Aber was verursacht diese Renaissance linker Politik? Was haben diese Länder gemeinsam? Die Antwort darauf ist: Ihnen gemeinsam ist die Ablehnung einer neoliberalen, von den USA geführten Wirtschaftsordnung des "Marktfundamentalismus", die zu einer enormen ungleichen Verteilung des Reichtums, zum Abbau der Chancengleichheit und zu einer hohen Arbeitslosigkeit geführt hat – Faktoren, die zu einer wachsenden Desillusionierung in der Bevölkerung geführt haben und die Wirtschaft auf dem südamerikanischen Kontinent eine Dekade lang in Stagnation verharren ließen. Jetzt ist der Wind der Veränderung da – und das alles geschieht aus Sicht der USA im eigenen "Hinterhof", den sie zwar für sich beanspruchen, aber nicht pflegen.
In vielerlei Hinsicht wurde das Unglück Lateinamerikas durch die jeweils herrschende Geopolitik verschlimmert. Seit dem 19. Jahrhundert praktizieren die USA ihre "Monroe-Doktrin" – ein außenpolitischer Ansatz, der eine unangefochtene Dominanz über die gesamte westliche Hemisphäre zum Schutz US-amerikanischer Interessen und der nationalen Sicherheit proklamiert. Eine solche Politik hat in Washington zur jahrzehntelangen Praxis geführt, Regierungen – insbesondere sozialistische Regierungen – abzusetzen oder zu sabotieren, deren Präferenzen nicht mit jenen der USA übereinstimmten.

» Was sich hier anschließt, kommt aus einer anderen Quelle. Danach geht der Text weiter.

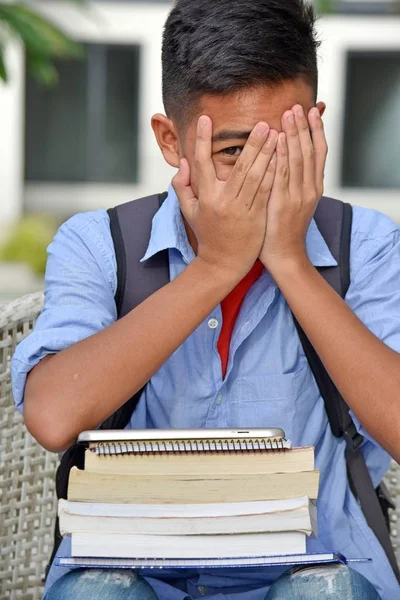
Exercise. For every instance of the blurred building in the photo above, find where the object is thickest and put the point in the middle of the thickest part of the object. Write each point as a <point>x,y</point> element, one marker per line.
<point>88,143</point>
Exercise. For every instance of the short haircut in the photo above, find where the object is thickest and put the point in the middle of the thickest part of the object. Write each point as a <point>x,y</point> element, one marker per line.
<point>223,46</point>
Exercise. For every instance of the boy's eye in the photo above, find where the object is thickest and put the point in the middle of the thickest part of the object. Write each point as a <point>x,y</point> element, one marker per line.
<point>232,152</point>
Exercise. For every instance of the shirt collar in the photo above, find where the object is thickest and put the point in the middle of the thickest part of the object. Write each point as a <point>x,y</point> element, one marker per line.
<point>168,232</point>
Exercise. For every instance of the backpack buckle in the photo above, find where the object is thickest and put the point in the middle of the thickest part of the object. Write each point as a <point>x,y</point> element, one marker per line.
<point>353,438</point>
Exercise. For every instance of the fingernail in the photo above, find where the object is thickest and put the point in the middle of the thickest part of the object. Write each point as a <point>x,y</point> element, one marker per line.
<point>203,122</point>
<point>261,128</point>
<point>316,113</point>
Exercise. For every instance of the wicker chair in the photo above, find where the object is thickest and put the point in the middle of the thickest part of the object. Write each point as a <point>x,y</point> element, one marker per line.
<point>27,494</point>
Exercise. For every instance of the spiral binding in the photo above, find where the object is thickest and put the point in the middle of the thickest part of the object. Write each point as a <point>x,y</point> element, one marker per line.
<point>190,446</point>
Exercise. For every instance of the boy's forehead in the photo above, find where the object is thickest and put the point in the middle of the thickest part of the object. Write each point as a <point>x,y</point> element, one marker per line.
<point>244,109</point>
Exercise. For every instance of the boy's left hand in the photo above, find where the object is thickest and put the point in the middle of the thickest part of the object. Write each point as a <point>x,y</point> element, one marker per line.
<point>297,189</point>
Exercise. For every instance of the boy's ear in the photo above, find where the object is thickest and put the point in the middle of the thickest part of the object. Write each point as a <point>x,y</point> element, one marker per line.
<point>167,138</point>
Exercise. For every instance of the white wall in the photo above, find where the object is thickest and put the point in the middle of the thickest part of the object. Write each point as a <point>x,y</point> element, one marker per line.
<point>338,35</point>
<point>135,23</point>
<point>122,23</point>
<point>11,137</point>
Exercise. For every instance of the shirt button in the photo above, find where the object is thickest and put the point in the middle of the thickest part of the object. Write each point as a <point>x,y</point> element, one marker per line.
<point>213,323</point>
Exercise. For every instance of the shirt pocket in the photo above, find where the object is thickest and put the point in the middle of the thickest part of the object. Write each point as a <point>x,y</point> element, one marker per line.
<point>274,400</point>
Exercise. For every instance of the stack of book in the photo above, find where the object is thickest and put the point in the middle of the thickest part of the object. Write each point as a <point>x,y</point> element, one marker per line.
<point>190,499</point>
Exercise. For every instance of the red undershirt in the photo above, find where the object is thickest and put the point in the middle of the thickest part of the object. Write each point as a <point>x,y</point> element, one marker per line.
<point>230,311</point>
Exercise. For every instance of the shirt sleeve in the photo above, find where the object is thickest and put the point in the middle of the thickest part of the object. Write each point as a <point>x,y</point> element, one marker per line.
<point>80,285</point>
<point>374,293</point>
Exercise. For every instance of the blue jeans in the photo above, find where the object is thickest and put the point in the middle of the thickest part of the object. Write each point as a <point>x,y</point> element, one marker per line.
<point>333,582</point>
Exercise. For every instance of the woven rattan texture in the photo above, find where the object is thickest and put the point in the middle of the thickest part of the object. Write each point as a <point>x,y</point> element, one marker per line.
<point>27,496</point>
<point>27,492</point>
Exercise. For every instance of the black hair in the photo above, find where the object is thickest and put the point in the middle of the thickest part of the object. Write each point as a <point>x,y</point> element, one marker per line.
<point>222,46</point>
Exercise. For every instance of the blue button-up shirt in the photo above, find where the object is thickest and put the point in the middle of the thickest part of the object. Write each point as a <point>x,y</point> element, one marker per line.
<point>268,381</point>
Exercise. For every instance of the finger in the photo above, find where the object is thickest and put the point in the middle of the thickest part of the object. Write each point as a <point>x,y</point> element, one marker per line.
<point>203,163</point>
<point>282,164</point>
<point>307,148</point>
<point>295,155</point>
<point>320,148</point>
<point>264,191</point>
<point>249,154</point>
<point>182,186</point>
<point>258,170</point>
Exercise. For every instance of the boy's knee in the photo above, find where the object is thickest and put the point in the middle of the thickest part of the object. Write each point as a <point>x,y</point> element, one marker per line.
<point>93,584</point>
<point>333,582</point>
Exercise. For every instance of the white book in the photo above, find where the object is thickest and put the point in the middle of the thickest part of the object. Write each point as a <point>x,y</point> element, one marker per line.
<point>106,545</point>
<point>297,514</point>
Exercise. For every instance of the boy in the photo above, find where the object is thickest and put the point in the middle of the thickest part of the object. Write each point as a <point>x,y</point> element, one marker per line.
<point>218,344</point>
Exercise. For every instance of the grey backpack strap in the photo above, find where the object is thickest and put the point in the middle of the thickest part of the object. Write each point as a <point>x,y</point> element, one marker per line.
<point>334,220</point>
<point>131,229</point>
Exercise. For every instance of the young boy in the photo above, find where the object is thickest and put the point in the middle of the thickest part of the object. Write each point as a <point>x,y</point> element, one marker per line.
<point>218,344</point>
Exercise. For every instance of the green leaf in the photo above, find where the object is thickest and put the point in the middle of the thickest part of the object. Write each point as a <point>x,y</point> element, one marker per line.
<point>43,70</point>
<point>3,71</point>
<point>38,35</point>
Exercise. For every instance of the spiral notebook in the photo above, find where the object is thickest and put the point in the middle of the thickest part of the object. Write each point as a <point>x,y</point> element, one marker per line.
<point>172,441</point>
<point>252,562</point>
<point>191,466</point>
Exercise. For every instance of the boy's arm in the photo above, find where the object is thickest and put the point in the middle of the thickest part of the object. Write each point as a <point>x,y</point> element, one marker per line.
<point>83,384</point>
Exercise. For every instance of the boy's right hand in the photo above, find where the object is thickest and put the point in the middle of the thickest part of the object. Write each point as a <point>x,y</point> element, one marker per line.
<point>229,217</point>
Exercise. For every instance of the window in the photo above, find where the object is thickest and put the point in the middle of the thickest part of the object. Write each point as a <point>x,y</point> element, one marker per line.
<point>85,129</point>
<point>371,147</point>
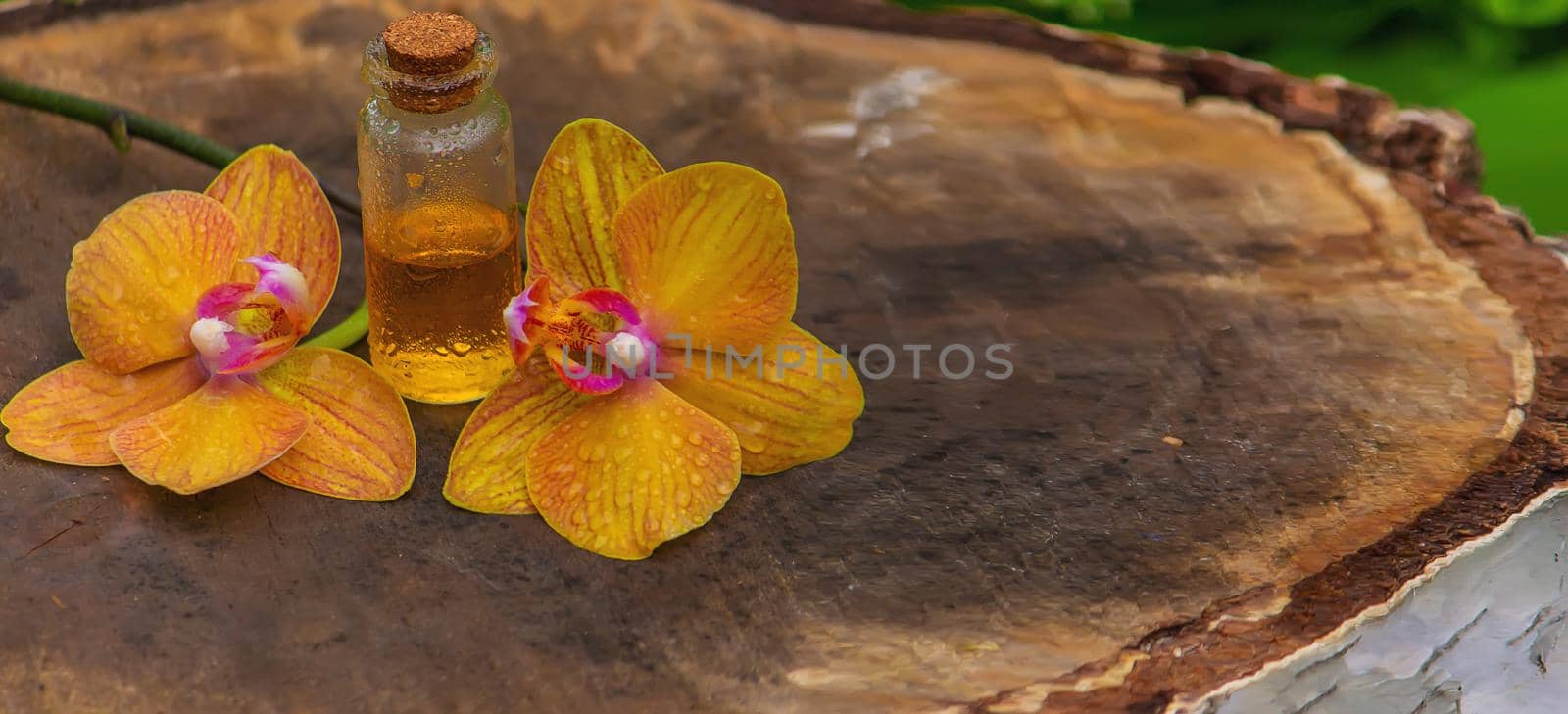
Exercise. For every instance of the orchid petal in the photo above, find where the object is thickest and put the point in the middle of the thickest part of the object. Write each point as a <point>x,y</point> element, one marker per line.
<point>223,431</point>
<point>488,464</point>
<point>708,251</point>
<point>67,415</point>
<point>133,284</point>
<point>281,209</point>
<point>585,379</point>
<point>360,444</point>
<point>632,470</point>
<point>794,405</point>
<point>590,169</point>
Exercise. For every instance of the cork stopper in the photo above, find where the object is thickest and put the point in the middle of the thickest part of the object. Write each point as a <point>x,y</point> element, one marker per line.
<point>430,62</point>
<point>430,44</point>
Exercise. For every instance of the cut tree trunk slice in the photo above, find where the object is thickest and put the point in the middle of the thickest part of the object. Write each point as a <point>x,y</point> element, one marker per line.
<point>1272,357</point>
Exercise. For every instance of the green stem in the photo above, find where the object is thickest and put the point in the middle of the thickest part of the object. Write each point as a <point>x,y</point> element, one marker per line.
<point>122,124</point>
<point>106,117</point>
<point>344,334</point>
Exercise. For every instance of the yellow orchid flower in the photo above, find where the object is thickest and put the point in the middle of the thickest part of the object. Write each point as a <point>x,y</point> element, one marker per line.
<point>639,269</point>
<point>187,308</point>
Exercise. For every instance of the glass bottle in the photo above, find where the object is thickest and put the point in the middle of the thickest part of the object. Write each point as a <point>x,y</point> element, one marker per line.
<point>439,218</point>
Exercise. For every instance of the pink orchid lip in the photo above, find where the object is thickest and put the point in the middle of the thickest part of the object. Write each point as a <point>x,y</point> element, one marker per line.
<point>588,358</point>
<point>242,329</point>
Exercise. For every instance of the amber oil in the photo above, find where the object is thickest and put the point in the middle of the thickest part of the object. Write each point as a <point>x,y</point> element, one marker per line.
<point>438,195</point>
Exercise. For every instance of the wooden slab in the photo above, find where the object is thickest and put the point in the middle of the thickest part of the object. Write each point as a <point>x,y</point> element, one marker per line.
<point>1259,384</point>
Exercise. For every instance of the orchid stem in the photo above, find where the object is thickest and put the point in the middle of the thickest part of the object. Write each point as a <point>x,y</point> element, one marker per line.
<point>122,124</point>
<point>344,334</point>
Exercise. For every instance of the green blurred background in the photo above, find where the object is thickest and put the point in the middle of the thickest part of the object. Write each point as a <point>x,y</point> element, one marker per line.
<point>1504,63</point>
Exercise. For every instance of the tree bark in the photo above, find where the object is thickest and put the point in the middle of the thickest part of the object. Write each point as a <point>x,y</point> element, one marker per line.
<point>1270,353</point>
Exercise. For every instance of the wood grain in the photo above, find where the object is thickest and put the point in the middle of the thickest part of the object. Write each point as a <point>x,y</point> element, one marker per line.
<point>1358,362</point>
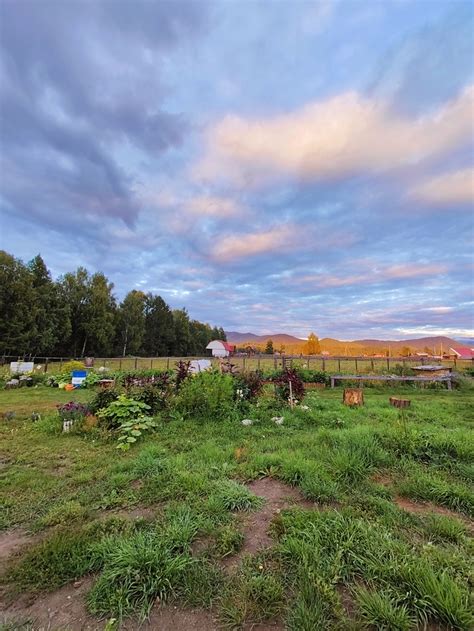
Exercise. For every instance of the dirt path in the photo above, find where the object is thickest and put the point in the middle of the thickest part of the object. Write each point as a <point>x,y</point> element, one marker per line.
<point>255,525</point>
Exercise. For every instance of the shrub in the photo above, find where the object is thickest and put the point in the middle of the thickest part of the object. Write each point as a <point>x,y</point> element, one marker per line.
<point>248,385</point>
<point>103,398</point>
<point>131,431</point>
<point>122,411</point>
<point>206,396</point>
<point>182,373</point>
<point>68,367</point>
<point>314,376</point>
<point>152,394</point>
<point>283,389</point>
<point>73,412</point>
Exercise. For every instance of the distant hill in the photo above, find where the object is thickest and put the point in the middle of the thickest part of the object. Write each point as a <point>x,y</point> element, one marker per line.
<point>343,347</point>
<point>281,338</point>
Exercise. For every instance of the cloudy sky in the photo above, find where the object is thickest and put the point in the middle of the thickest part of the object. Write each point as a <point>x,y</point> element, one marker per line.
<point>272,166</point>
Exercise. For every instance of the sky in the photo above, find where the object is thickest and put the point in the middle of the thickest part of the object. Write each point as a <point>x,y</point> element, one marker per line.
<point>272,166</point>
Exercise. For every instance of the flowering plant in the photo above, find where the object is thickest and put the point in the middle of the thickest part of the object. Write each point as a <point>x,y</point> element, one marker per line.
<point>72,411</point>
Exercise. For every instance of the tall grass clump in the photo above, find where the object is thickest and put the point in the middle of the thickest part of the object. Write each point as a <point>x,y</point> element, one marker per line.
<point>206,396</point>
<point>136,571</point>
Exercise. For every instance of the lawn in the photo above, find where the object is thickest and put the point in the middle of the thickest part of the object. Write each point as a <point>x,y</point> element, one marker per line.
<point>337,518</point>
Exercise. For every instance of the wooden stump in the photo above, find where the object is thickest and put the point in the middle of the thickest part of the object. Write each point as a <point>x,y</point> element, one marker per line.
<point>353,396</point>
<point>399,403</point>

Dies hat zu vielen offen geführten Kriegen, Staatsstreichen und verdeckten Regimewechseln geführt, die alle die chronische Instabilität in Latein- und Südamerika verlängerten und viele der beteiligten Länder in ihrer Entwicklung ernsthaft zurückwarfen.
Dieses traditionelle Verlangen der USA nach politischer Dominanz wurde in der Folge nicht mit einer Strategie zur Förderung von Entwicklung, Investitionen und Wachstum auf dem gesamten Kontinent kombiniert. Die Vereinigten Staaten haben lange versucht, ihr Wirtschaftssystem in der gesamten Region durchzusetzen, aber es hat nicht Wachstum und Wohlstand erzeugt – wie es versprochen wurde –, sondern führte stattdessen zu einer umfassenden Privatisierung von Vermögenswerten, die unter US-amerikanischer Kontrolle kamen.
Einher ging damit ein "Fundamentalismus des freien Marktes", die Erosion der ohnehin schon schwachen nationalen industriellen und technologischen Basis sowie die Schaffung kleiner, superreicher und pro-US-amerikanischer oligarchischer Klassen, bei gleichzeitiger Gleichgültigkeit gegenüber der breiten Bevölkerungsmasse – was letztlich, mangels Perspektiven im eigenen Land, zu einer Masseneinwanderung in die USA selbst führte.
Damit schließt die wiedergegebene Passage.